In the first of a new, exclusive, thought leadership series for LogisticsGulf.com, Brian Pereira examines the indispensability of technology and some key innovations driving growth for logistics companies in the Middle East.
There are optimistic projections for the growth of the warehousing and logistics industry in the GCC region. However, these figures will not be attained unless the industry learns to harness new technologies like blockchain, AI, robotics, analytics, GPS, and IoT to solve old and new challenges
The warehousing and distribution logistics industry in the GCC region is growing steadily and becoming a significant contributor to the region’s economy, despite economic challenges. This growth is fueled by several factors such as increasing investment from government and the private sector in warehouse and transportation infrastructure, the rise of e-commerce, pro-business regulatory policies, growing warehouse opportunities, lower operating costs, increased outsourcing, economic diversification, increasing trade, and increasing import & export volumes.

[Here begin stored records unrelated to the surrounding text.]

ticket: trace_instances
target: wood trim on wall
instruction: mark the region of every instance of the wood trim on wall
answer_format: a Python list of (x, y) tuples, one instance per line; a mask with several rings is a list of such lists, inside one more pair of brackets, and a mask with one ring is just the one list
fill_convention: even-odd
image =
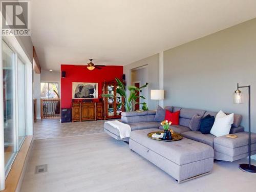
[(35, 51), (35, 47), (33, 46), (33, 69), (35, 73), (41, 73), (41, 67), (39, 63), (38, 58)]
[(11, 170), (5, 181), (5, 189), (1, 192), (19, 191), (26, 170), (26, 162), (28, 161), (29, 153), (32, 149), (33, 136), (27, 136), (19, 152), (12, 165)]

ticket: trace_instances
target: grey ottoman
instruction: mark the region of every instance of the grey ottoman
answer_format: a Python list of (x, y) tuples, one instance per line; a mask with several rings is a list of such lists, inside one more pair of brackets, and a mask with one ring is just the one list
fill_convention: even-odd
[(119, 131), (117, 129), (113, 127), (109, 123), (106, 123), (106, 122), (104, 123), (104, 131), (116, 140), (126, 142), (129, 141), (129, 138), (125, 138), (122, 139), (121, 139), (121, 138), (120, 137)]
[(179, 182), (210, 173), (214, 149), (210, 146), (183, 138), (174, 142), (154, 140), (147, 134), (158, 129), (132, 132), (130, 148), (172, 176)]
[[(214, 158), (215, 159), (233, 161), (248, 157), (248, 132), (234, 133), (237, 138), (229, 138), (226, 136), (214, 138)], [(251, 155), (256, 154), (256, 134), (251, 134)]]

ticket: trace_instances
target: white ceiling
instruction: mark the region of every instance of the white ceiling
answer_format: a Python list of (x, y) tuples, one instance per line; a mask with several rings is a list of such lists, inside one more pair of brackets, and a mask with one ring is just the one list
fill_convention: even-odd
[(124, 65), (256, 17), (255, 0), (31, 0), (42, 69)]

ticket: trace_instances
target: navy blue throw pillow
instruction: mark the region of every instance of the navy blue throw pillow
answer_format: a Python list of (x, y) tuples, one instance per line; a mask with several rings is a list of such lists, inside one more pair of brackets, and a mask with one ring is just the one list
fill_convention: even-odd
[(214, 123), (215, 118), (210, 115), (206, 116), (201, 120), (200, 131), (203, 134), (208, 134)]

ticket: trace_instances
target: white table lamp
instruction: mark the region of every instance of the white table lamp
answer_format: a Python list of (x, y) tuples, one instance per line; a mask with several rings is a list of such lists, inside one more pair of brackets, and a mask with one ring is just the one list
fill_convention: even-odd
[(150, 97), (152, 100), (163, 100), (164, 99), (164, 90), (159, 89), (151, 90)]

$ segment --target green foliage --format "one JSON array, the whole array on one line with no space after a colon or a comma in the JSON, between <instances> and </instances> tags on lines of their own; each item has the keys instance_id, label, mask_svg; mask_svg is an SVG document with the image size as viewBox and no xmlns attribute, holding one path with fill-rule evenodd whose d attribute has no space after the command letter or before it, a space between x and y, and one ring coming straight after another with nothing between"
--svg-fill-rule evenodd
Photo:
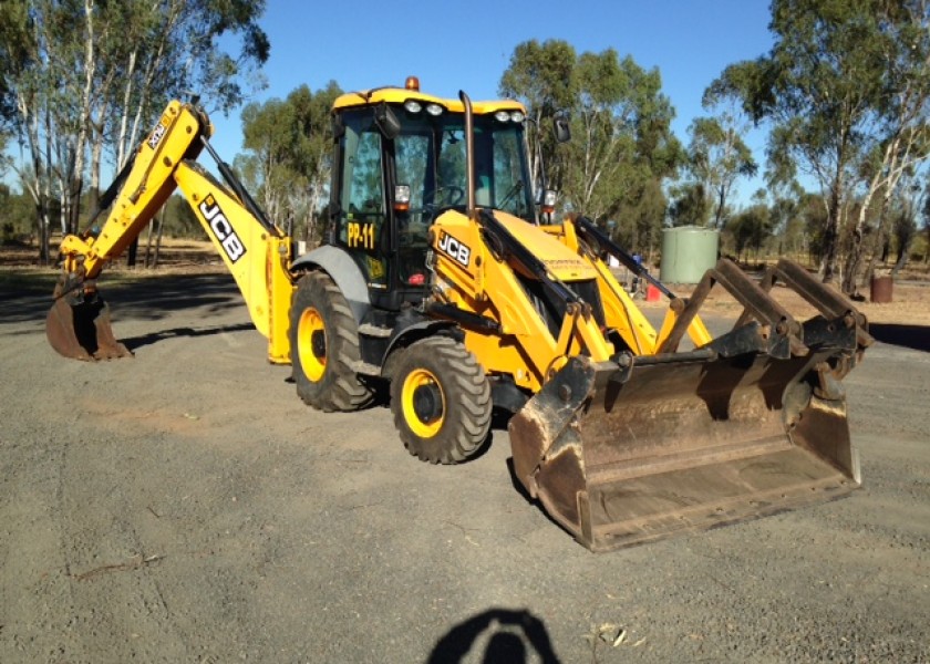
<instances>
[{"instance_id":1,"label":"green foliage","mask_svg":"<svg viewBox=\"0 0 930 664\"><path fill-rule=\"evenodd\" d=\"M35 209L28 195L14 194L0 184L0 243L29 239L34 230Z\"/></svg>"},{"instance_id":2,"label":"green foliage","mask_svg":"<svg viewBox=\"0 0 930 664\"><path fill-rule=\"evenodd\" d=\"M242 111L246 154L236 166L269 217L309 242L320 237L330 181L330 108L341 92L334 81L316 93L302 85L283 101Z\"/></svg>"},{"instance_id":3,"label":"green foliage","mask_svg":"<svg viewBox=\"0 0 930 664\"><path fill-rule=\"evenodd\" d=\"M737 214L726 226L732 236L736 258L743 259L743 252L752 249L758 256L765 240L772 235L772 218L765 205L753 205Z\"/></svg>"},{"instance_id":4,"label":"green foliage","mask_svg":"<svg viewBox=\"0 0 930 664\"><path fill-rule=\"evenodd\" d=\"M689 127L686 168L709 197L714 228L721 228L725 221L726 201L736 179L751 177L757 170L752 151L741 136L742 128L735 114L728 111L713 117L696 117Z\"/></svg>"},{"instance_id":5,"label":"green foliage","mask_svg":"<svg viewBox=\"0 0 930 664\"><path fill-rule=\"evenodd\" d=\"M530 133L534 173L545 163L546 179L568 209L600 221L632 215L617 225L632 241L661 228L661 183L683 154L661 89L658 70L643 70L631 56L613 49L578 55L560 40L518 44L500 79L500 94L523 101L540 127ZM557 116L568 117L572 132L558 147L545 131Z\"/></svg>"},{"instance_id":6,"label":"green foliage","mask_svg":"<svg viewBox=\"0 0 930 664\"><path fill-rule=\"evenodd\" d=\"M710 197L702 183L691 183L672 190L669 206L672 226L706 226L711 214Z\"/></svg>"},{"instance_id":7,"label":"green foliage","mask_svg":"<svg viewBox=\"0 0 930 664\"><path fill-rule=\"evenodd\" d=\"M707 89L769 123L771 184L790 189L799 173L817 179L826 217L813 247L825 280L841 247L851 252L847 264L859 262L865 217L855 241L841 243L857 191L865 188L865 215L869 197L890 194L930 151L928 23L923 0L775 0L768 54L727 66Z\"/></svg>"}]
</instances>

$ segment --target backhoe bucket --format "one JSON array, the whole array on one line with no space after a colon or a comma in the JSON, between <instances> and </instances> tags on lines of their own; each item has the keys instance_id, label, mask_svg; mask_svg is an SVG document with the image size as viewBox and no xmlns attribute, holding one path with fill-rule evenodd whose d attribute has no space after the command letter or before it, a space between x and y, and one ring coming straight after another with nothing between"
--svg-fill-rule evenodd
<instances>
[{"instance_id":1,"label":"backhoe bucket","mask_svg":"<svg viewBox=\"0 0 930 664\"><path fill-rule=\"evenodd\" d=\"M514 471L595 551L840 497L860 483L841 356L574 357L512 418Z\"/></svg>"},{"instance_id":2,"label":"backhoe bucket","mask_svg":"<svg viewBox=\"0 0 930 664\"><path fill-rule=\"evenodd\" d=\"M110 324L110 307L96 293L56 298L45 318L45 335L59 354L74 360L113 360L133 355L116 341Z\"/></svg>"}]
</instances>

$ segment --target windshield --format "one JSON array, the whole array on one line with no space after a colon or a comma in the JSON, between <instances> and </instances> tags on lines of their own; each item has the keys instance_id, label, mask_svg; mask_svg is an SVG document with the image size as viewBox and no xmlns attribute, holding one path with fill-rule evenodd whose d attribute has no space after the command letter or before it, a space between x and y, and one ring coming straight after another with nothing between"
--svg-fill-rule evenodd
<instances>
[{"instance_id":1,"label":"windshield","mask_svg":"<svg viewBox=\"0 0 930 664\"><path fill-rule=\"evenodd\" d=\"M465 116L401 113L403 129L394 141L396 181L410 186L411 215L430 215L442 206L464 206ZM523 126L490 116L475 116L474 125L476 205L531 221Z\"/></svg>"}]
</instances>

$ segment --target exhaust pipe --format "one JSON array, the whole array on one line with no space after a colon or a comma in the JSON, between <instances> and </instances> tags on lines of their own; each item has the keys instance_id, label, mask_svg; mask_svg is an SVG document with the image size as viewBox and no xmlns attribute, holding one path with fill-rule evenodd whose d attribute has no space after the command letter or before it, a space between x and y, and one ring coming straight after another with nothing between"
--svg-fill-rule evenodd
<instances>
[{"instance_id":1,"label":"exhaust pipe","mask_svg":"<svg viewBox=\"0 0 930 664\"><path fill-rule=\"evenodd\" d=\"M475 215L475 118L472 114L472 100L465 91L458 91L458 98L465 106L465 187L468 189L468 218L476 219Z\"/></svg>"}]
</instances>

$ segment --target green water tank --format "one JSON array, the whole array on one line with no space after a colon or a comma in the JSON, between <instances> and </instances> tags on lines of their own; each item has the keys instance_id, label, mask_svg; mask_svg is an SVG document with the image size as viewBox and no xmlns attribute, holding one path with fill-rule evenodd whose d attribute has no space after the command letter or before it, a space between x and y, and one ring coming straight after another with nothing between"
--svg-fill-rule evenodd
<instances>
[{"instance_id":1,"label":"green water tank","mask_svg":"<svg viewBox=\"0 0 930 664\"><path fill-rule=\"evenodd\" d=\"M720 231L680 226L662 231L660 279L666 283L698 283L717 261Z\"/></svg>"}]
</instances>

The global logistics market was worth US$ 10.32bn in 2017 and it is estimated to grow to US$ 12.68bn by 2023, with a CAGR (compounded annual growth rate) of 3.49% between 2017 and 2023. Statista estimates that the logistics market in the GCC region will grow to the value of US$ 100bn by 2020. Another report says that the GCC logistics market is set to grow at a rate of 7.3% CAGR to a value of US$ 66.3bn by 2020.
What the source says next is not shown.